Fresh ideas are the hallmark and lifeblood of any company or organisation. It is the product manager’s role to curate and develop new ideas collaboratively with their teams. Oftentimes this means just listening to people who have more experience or are experts in a separate field. PM’s must determine not only what ideas are good, but which ones will push the product strategy forward in parallel with the interests of the business they are working in. To do this they must constantly integrate feedback from users, developers, and designers back into the product to create its best possible version.

Features

A product manager must not only figure out the plethora of features that could be added to the product, but organize  and prioritize them in such a way to preserve the strategic interests of the product's function. This means laying out the requirements of the most important features and visualizing what the desired user experience looks like.

For more information on product management check out our recent Fireside chat speaker Julie Zhuo's book, The Making of a Manager:

The Making of a Managerhttps://www.amazon.com/Making-Manager-What-Everyone-Looks/dp/0735219567
So where do you start?

Sequoia Capital, one of the largest Venture Capital firms in the world has a pitch deck template they suggest companies looking for investment use. It offers a great framework for not only assembling your pitch deck, but also for organizing your business idea into actionable steps.

Finding your company purpose is an exercise in concisely articulating the heart of your company. This should be formulated in one powerful declarative sentence.

The problem you are addressing should be a pain that currently exists for your target consumer. Make sure to think about how consumers currently address this problem.

Your solution is how you improve your customers life through solving the pain point you discussed previously. This is where you show where your product fits and what its use cases are.

The next question you should ask yourself is “Why Now?”. To answer this question, you must evaluate your problem historically and why solutions have failed for it. This means finding data and trends in the modern world that support your hypothesis of launching the product.
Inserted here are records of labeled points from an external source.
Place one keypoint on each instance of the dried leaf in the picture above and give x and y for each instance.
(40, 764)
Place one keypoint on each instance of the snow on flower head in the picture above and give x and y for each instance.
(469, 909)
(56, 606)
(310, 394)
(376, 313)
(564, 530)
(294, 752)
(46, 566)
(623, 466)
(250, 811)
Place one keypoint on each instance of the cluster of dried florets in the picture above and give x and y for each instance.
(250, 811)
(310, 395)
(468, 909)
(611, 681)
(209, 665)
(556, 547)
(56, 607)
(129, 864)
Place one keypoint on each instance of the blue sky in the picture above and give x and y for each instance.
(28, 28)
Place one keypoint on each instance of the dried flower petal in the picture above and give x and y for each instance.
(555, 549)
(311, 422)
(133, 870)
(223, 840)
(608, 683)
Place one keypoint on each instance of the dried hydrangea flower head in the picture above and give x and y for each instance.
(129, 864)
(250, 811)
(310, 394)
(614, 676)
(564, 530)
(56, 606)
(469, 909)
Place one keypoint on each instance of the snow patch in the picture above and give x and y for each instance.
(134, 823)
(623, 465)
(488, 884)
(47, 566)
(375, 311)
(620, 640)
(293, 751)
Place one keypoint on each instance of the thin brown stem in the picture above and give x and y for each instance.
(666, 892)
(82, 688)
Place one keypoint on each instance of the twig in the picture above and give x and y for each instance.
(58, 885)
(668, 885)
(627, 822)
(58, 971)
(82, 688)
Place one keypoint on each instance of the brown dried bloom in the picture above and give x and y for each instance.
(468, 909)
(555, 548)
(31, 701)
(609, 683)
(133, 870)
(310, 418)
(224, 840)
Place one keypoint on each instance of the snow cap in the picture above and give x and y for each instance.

Finding your market means identifying the customer that you are trying to win over. The more specific you are, the more likely you will be able to address that demographic’s unmet needs.

Do research on your competitors. See what features their products have, and how they attempt to solve your problem. List out reasons why your product would be better and why it wouldn’t. Competitors are not a bad thing when it comes to starting a business. It means that your hypothesis of the market problem is correct because there are other organizations looking to solve it as well.

Once you have taken the time to think about your idea conceptually it is time to build it out. Create and showcase your product or prototype. Make sure to highlight its function, utility, and user scenarios.

Finally, once you’ve built a product that solves the problem and have found a product market fit, you can begin thinking about how to monetize your product (if you haven't already). This means establishing pricing for your product, a revenue model, finding lifetime value of customers, and creating a pipeline to distribute and sell your product.

Make sure to credit your team for the amazing work they put in, because ultimately they are the most important and valuable part of any business venture.